Chapter III. The Agora and its Denizens.
16. The Flower and the Fish Vendors.--Two circles attract especial
attention, the Myrtles and the Fish. Flowers and foliage, especially
when made up into garlands, are absolutely indispensable to the
average Greek. Has he a great family festival, e.g. the birth
of a son, then every guest should wear a crown of olives; is it a
wedding, then one of flowers.[*] Oak-leaves do the honors for Zeus;
laurel for Apollo; myrtle for Aphrodite (and is not the Love-Goddess
the favorite?). To have a social gathering without garlands, in
short, is impossible. The flower girls of Athens are beautiful,
impudent, and not at all prudish. Around their booths press
bold-tongued youths, and not too discreet sires; and the girls can
call everybody familiarly by name. Very possibly along with the
sale of the garlands they make arrangements (if the banquet is
to be of the less respectable kind) to be present in the evening
themselves, perhaps in the capacity of flute girls.
[*]The Greeks lacked many of our common flowers. Their ordinary
flowers were white violets, narcissus, lilies, crocuses, blue
hyacinths, and roses ("the Flower of Zeus"). The usual garland
was made of myrtle or ivy and then entwined with various flowers.
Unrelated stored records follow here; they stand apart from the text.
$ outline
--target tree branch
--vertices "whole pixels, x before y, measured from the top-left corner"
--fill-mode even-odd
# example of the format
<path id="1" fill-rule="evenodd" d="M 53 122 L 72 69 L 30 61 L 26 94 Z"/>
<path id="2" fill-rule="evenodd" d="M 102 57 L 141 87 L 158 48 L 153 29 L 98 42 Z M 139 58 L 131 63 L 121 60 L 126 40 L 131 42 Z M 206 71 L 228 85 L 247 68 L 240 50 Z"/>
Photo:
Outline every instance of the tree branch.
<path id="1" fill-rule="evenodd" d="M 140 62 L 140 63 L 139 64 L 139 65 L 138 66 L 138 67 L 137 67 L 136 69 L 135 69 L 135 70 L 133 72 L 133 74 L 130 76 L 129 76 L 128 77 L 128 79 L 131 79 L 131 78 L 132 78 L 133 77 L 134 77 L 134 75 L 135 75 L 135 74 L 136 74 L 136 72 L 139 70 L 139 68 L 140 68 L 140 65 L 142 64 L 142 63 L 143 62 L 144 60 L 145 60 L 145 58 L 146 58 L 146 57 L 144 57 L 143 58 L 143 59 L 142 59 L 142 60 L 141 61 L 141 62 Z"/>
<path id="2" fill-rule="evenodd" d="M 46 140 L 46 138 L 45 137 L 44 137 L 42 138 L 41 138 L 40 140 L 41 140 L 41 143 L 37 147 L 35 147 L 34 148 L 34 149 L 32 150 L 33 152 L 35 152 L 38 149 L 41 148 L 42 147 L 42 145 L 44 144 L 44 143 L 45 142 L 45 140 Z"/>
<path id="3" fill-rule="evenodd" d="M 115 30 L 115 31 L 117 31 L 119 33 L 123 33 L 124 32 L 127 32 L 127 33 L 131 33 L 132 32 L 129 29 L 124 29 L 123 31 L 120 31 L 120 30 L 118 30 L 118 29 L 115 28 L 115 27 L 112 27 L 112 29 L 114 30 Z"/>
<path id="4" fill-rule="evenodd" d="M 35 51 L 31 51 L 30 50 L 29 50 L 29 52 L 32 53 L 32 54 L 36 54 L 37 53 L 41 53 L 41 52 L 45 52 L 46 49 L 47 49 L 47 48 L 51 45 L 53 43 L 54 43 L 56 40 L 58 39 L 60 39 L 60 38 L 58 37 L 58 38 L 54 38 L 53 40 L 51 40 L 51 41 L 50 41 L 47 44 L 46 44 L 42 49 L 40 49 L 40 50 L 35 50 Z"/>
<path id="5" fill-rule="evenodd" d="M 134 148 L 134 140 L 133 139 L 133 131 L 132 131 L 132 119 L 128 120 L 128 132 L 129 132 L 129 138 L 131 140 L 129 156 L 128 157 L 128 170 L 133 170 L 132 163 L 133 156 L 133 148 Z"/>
More reputable, though not less noisy, is the fish market. Athenians
boast themselves of being no hearty "meat eaters" like their Botian
neighbors, but of preferring the more delicate fish. No dinner
party is successful without a seasonable course of fish. The arrival
of a fresh cargo from the harbor is announced by the clanging of
a bell, which is likely to leave all the other booths deserted,
while a crowd elbows around the fishmonger. He above all others
commands the greatest flow of billingsgate, and is especially notorious
for his arrogant treatment of his customers, and for exacting the
uttermost farthing. The "Fish" and the "Myrtles" can be sure of
a brisk trade on days when all the other booth keepers around the
Agora stand idle.
All this trade, of course, cannot find room in the booths of the
open Agora. Many hucksters sit on their haunches on the level
ground with their few wares spread before them. Many more have
little stands between the pillars of the stoæ; and upon the various
streets that converge on the market there is a fringe of shops,
but these are usually of the more substantial sort. Here are the
barbers' shops, the physicians' offices (if the good leech is more
than an itinerant quack), and all sorts of little factories, such
as smithies, where the cutler's apprentices in the rear of the shop
forge the knives which the proprietor sells over the counter, the
slave repositories, and finally wine establishments of no high
repute, where wine may not merely be bought by the skin (as in the
main Agora), but by the potful to be drunk on the premises.